Overscan region trimming for obs package

dangause · August 20, 2025, 6:35pm

I’m in the process of debugging my obs package for the Nickel telescope and custom processCcd pipeline for the Nickel Telescope, and I’ve been running into a persistent issue where the overscan region isn’t trimmed in downstream datasets.

Currently I have my obs package running with a basic single frame pipeline consisting of ISR + CalibrateImage steps. I’m working on some finer tuning aspects (defect mask, color terms, etc), but it’s successfully detecting sources and running astrometry / photometry.

It is my understanding that post ISR datasets should have the overscan region fully trimmed out of the image. Yet despite specifying the overscan region in my camera yaml, I’m still seeing the overscan region in postISRCCD and initial_pvi dataset exposures (in addition to flat, bias, etc). I’m also The overscan region appears to be masked as BAD pixels, but it’s definitely still there.

Is this expected behavior? Or am I dealing with overscan incorrectly?

For context, the Nickel CCD has an overscan region in the rightmost 32 columns.
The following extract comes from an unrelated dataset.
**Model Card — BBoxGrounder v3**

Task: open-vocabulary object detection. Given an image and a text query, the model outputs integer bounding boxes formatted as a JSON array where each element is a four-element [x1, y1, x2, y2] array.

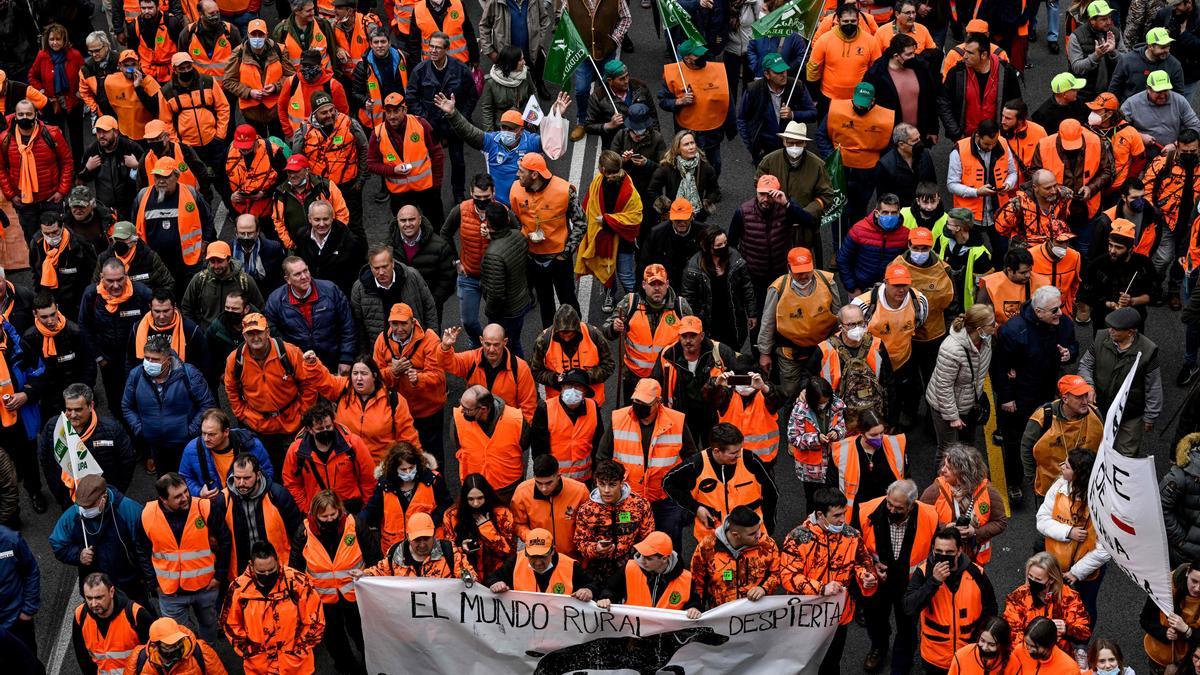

I’m also masking ~30 data columns at the rightmost edge of the frame (to the left of the overscan region) to deal with what I’ve determined to be rolloff.

I’m including some visualizations and obs_nickel code snippets below that may be helpful.

camera/nickel.yaml

name: Nickel

# --- Amplifier Template ---
AMP: &AMP
  perAmpData: true
  dataExtent: [1056, 1024]            # full raw frame
  readCorner: LL
  rawBBox: [[0, 0], [1056, 1024]]
  rawDataBBox: [[0, 0], [1025, 1024]]       # Everything left of overscan is signal
  rawSerialPrescanBBox: [[0, 0], [0, 0]]     # No prescan
  rawSerialOverscanBBox: [[1025, 0], [31, 1024]]  # Right-side overscan
  rawParallelPrescanBBox: [[0, 0], [0, 0]]    # No paralell prescan
  rawParallelOverscanBBox: [[0, 0], [0, 0]]   # No parallel overscan
  gain: 1.8
  readNoise: 10.7
  saturation: 65535
  linearityType: PROPORTIONAL
  linearityThreshold: 0
  linearityMax: 65535
  linearityCoeffs: [0.0, 1.0]

# --- CCD Template ---
CCD: &CCD
  detectorType: 0                      # SCIENCE
  refpos: [528.0, 512.0]               # center of 1056 x 1024
  offset: [0.0, 0.0]
  bbox: [[0, 0], [1056, 1024]]
  pixelSize: [0.015, 0.015]            # 15 micron pixels
  transformDict:
    nativeSys: 'Pixels'
    transforms: {}
  transposeDetector: false
  pitch: 0.0
  yaw: 0.0
  roll: 0.0
  amplifiers:
    A00:
      <<: *AMP
      hdu: 0
      ixy: [0, 0]
      flipXY: [false, false]

# --- Global Focal Plane Scale ---
plateScale: 24.7   # arcsec/mm = 0.37 arcsec/pixel ÷ 0.015 mm

# --- Optical Distortion Approximation ---
transforms:
  nativeSys: 'FocalPlane'
  FieldAngle:
    transformType: radial
    coeffs: [0.0, 1.0, 0.0]

# --- Detector Table ---
CCDs:
  CCD0:
    <<: *CCD
    id: 0
    name: CCD0
    serial: Nickel-1
    physicalType: SCIENCE
    refpos: [528.0, 512.0]
    offset: [0.0, 0.0, 0.0]
    amplifiers:
      A00:
        <<: *AMP
        gain: 1.8
        readNoise: 10.7
        hdu: 0
        ixy: [0, 0]
        flipXY: [false, false]

Pipeline Shell Script

#!/usr/bin/env bash

# bad exposures - exclude:
BAD="1032,1033,1043,1046,1047,1048,1049,1050,1051,1052,1056"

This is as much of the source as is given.